Residents attend academic half-day on a weekly basis for 32 weeks across the two years of the program. This seminar series is a structured part of the core curriculum of the residency program and is designed to cover a range of the “Priority topics” designated by the College of Family Physician “Triple C Curriculum”. Speakers will be chosen by their interest in the designated topics, along with their presentation skills and in particular their grasp of the topic from a family medicine perspective.
Behavioural Science (BS) tutorials are a site-based part of the core curriculum for all residents, with a focus on professional development related to the doctor-patient relationship, communication skills, mental health care and interprofessional team work. For a resident, their “BS group” also functions as a key support system throughout residency. It is a small-group tutorial attended weekly (on Wednesday afternoon) for the duration of the program. There is an interprofessional team of tutors that includes a family physician, social worker and psychiatrist. Those interested in a tutor role will have experience and/or interest in small group facilitation. There is a curriculum coordinator to oversee the BS program with a regular schedule of faculty development sessions designed to assist tutors in their role.
Evidence-based medicine tutorials are a part of the core curriculum for all residents with a focus on the development of quality information retrieval at the “bedside” along with critical appraisal skills. Residents meet regularly in small groups based at their site. Tutors come from a variety of clinical and/or research background with a priority focus on the relevance of their experience in the family medicine setting.

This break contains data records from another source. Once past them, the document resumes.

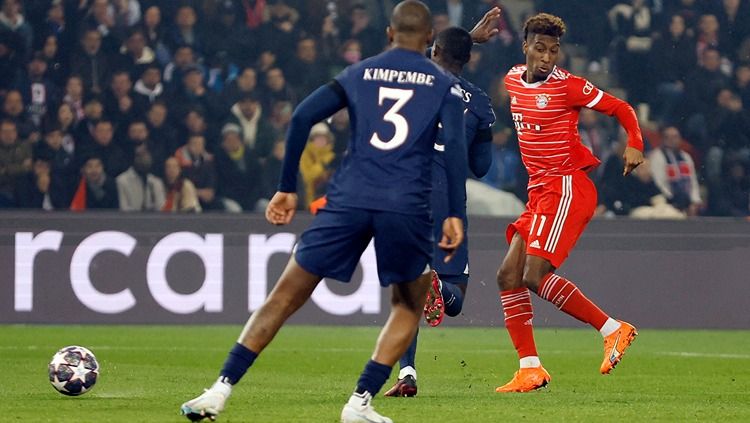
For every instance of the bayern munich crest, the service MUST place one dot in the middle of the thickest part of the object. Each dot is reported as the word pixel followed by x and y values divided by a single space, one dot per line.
pixel 542 100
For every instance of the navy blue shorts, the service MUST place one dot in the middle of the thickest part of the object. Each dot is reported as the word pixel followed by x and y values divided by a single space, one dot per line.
pixel 331 247
pixel 455 271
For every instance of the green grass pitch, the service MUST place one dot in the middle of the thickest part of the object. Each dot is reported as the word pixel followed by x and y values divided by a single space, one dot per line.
pixel 307 374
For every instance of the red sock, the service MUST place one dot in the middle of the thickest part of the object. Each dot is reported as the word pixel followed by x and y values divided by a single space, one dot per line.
pixel 568 298
pixel 518 315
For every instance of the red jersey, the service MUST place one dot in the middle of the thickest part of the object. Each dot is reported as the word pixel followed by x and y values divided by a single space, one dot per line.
pixel 545 115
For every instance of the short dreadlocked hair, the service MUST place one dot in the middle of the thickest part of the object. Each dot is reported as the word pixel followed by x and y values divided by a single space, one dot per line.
pixel 544 24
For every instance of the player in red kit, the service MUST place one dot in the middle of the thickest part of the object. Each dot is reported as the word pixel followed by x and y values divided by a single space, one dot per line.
pixel 545 102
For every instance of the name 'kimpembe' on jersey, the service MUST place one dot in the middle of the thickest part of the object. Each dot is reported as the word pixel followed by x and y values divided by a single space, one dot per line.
pixel 393 100
pixel 545 115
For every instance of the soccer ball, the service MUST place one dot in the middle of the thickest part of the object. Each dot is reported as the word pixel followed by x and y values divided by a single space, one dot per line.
pixel 73 370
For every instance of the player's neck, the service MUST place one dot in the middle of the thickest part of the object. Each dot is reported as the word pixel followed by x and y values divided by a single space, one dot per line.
pixel 409 43
pixel 530 78
pixel 453 69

This role is a core feature of our program and is the most intensive of all of the teaching roles. This physician and their practice serve as the clinical “home-base” for a resident over the two-year duration of their program. The primary preceptor serves as clinical supervisor and career “coach”/advisor, overseeing the resident’s progress in the program. The resident will spend the equivalent of five full-time blocks (each block is four-weeks) per year along with a continuity clinic one half day back per week while on other rotations. In some sites this is organized in traditional block rotations. Other sites are more “horizontally integrated” with the resident spending a number of half days in the practice throughout the year. To be considered, this faculty member must be a CCFP certified family physician with a strong teaching history, and currently practicing comprehensive family medicine. Most of our primary preceptors are in some form of group, inter-professional team-based practice incorporating the use of an electronic medical record. These are some of the practice features that we value when selecting for this role. Primary preceptors are expected to attend quarterly faculty development sessions designed to assist them in their role.
Each resident is required to complete a quality assurance (QA) project with the goal of developing skills in the study and continuous improvement of their own practice performance. Residents have some protected time to work on their projects -- the details of which are site-specific. Each site will have a QA tutor to oversee the development and completion of these projects and assist with methodological considerations. The tutor will arrange for regular individual and/or group meetings with residents at their site. Tutors come from a variety of clinical and/or research background with a priority focus on the relevance of their experience in the family medicine setting.
The rural family medicine rotation is a mandatory/core eight week (two-block) clinical experience in the second year of the residency program. The preceptor for this rotation will be a CCFP-certified rural family physician practicing full scope care including in-hospital “MRP” care of adults. While on this rotation, the resident will be expected to have clinical responsibilities across the same range as their preceptor, and as residents are in their senior year, can be expected to function at a more advanced level approaching practice-readiness depending on the exact timing of the rotation. This is an excellent role for a family physician with some undergraduate teaching experience interested to take the next step into teaching at the postgraduate level. For this experience, “rural” is defined primarily by the full scope of practice with priority consideration given to smaller community settings that offer the experience of functioning at more of a distance from specialist/tertiary care resources.